There is a clear association between sarcoidosis and malignancy; a meta-analysis by Bonifazi et al. of over 25,000 patients showed sarcoidosis to be associated with an increased risk of skin, haematopoietic, upper gastrointestinal, kidney, liver and colorectal cancers [15]. The pathophysiological link between the conditions, however, is less clear. Tumour-associated granulomas have been described in malignancies, whereby tumoral antigens derived from mutated peptides may induce immune activation and formation of granulomas through a T-cell medicated host response resulting in a sarcoid-like reaction [16]. Sarcoid-like reactions are histologically identical to that of sarcoidosis with non-caseating granulomas, and often occur in close proximity to the tumour or metastases [17]. In our case, although the liver biopsy showed non-caseating granulomas directly adjacent to GIST, the presence of concurrent mediastinal lymphadenopathy and hypercalcaemia which persisted after resection of the GIST, was consistent with systemic sarcoidosis.
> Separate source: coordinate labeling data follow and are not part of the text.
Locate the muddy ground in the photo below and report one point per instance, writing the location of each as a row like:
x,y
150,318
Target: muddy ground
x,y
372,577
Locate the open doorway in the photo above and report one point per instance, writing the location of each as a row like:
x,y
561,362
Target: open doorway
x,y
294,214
The association between sarcoidosis and GISTs however, is less clear, with the current evidence limited to case series and case reports. Espejo et al., between 2007 and 2016, identified 8 patients with dual diagnoses of sarcoidosis and sarcomas in Florida (5 of the 8 cases being GISTs). The authors postulated that if the two conditions were independent, then these 8 cases represented a higher-than-expected rate of dual diagnoses, suggesting a non-random association [18]. Others have described individual case reports of dual diagnoses of GIST and sarcoidosis [19,20,21].
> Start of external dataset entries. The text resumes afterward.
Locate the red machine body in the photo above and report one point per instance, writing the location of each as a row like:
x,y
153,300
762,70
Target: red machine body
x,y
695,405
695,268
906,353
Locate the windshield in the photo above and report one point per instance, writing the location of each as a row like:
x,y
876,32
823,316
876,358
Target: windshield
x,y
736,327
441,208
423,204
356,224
Our understanding of the potential pathophysiological relationship between the two conditions may also be hindered by the chronological variability in their detection. Of the cases we reviewed, sarcoidosis was detected simultaneously with GIST, after GIST and before GIST in approximately equal proportion (3 cases, 3 cases and 2 cases respectively) [18,19,20,21]. It is interesting to note that in Espejo et al.’s case series, in the cases where sarcoidosis was diagnosed after GIST, the sarcoidosis was diagnosed at the time of a GIST relapse [18]. Furthermore, owing to both conditions’ potential for insidious and often asymptomatic presentations, the time between the diagnoses of these conditions varied from 4 months up to 2.5 years, further clouding the ability to establish a clear chronological relationship.
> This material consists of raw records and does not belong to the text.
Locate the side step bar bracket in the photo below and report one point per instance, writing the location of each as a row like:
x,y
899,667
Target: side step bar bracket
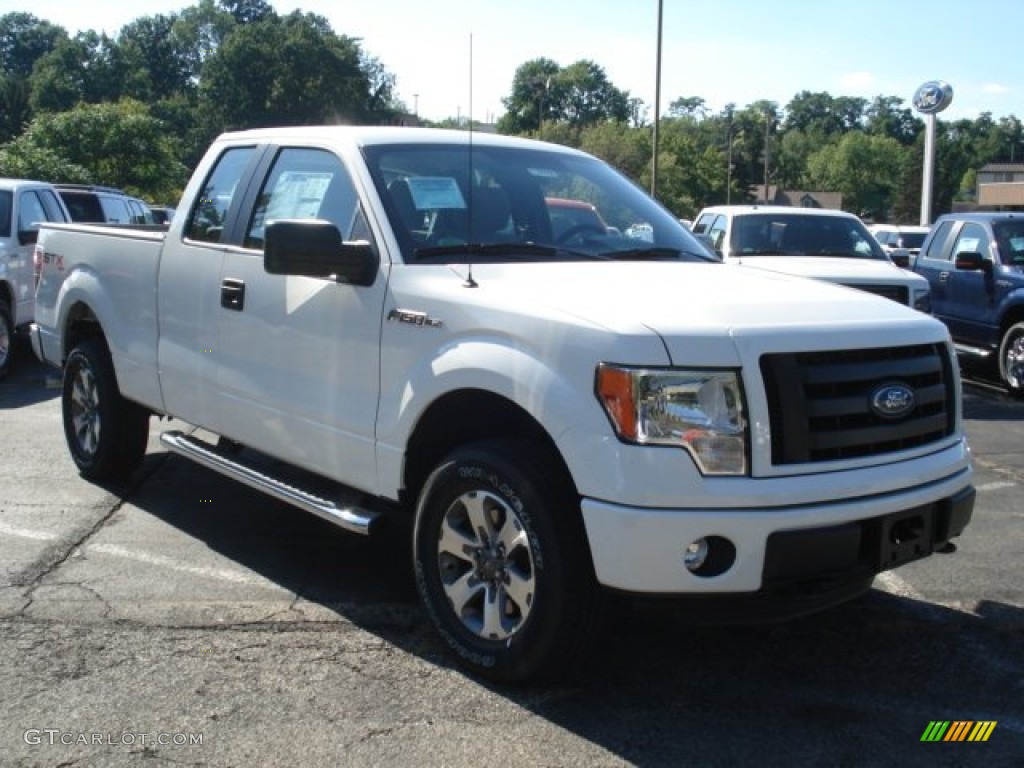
x,y
355,519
Despite unclear pathophysiological pathways, the growing number of case reports poses an interesting clinical question. When detected together, can definitive management of GIST assist in reducing the burden of corticosteroid therapy in the sarcoidosis? Although far from definitive, we found it notable that our patient’s corticosteroid therapy was rapidly truncated to 4 months due to the development of a mycobacterial infection and to date has not had a relapse of sarcoidosis.

We also wonder whether sarcoidosis could have concurrently been present in the previous case studies of GIST presenting with hypercalcaemia due to elevated 1,25(OH)2D levels. Without histopathology samples demonstrating granulomas, the biochemical features of sarcoidosis and non-sarcoidosis related hypercalcaemia in GIST may be difficult to distinguish and of note, at least 5 of the 6 studies with high 1,25(OH)2D levels also reported treatment of their patients with corticosteroids [2,3,4, 6, 7].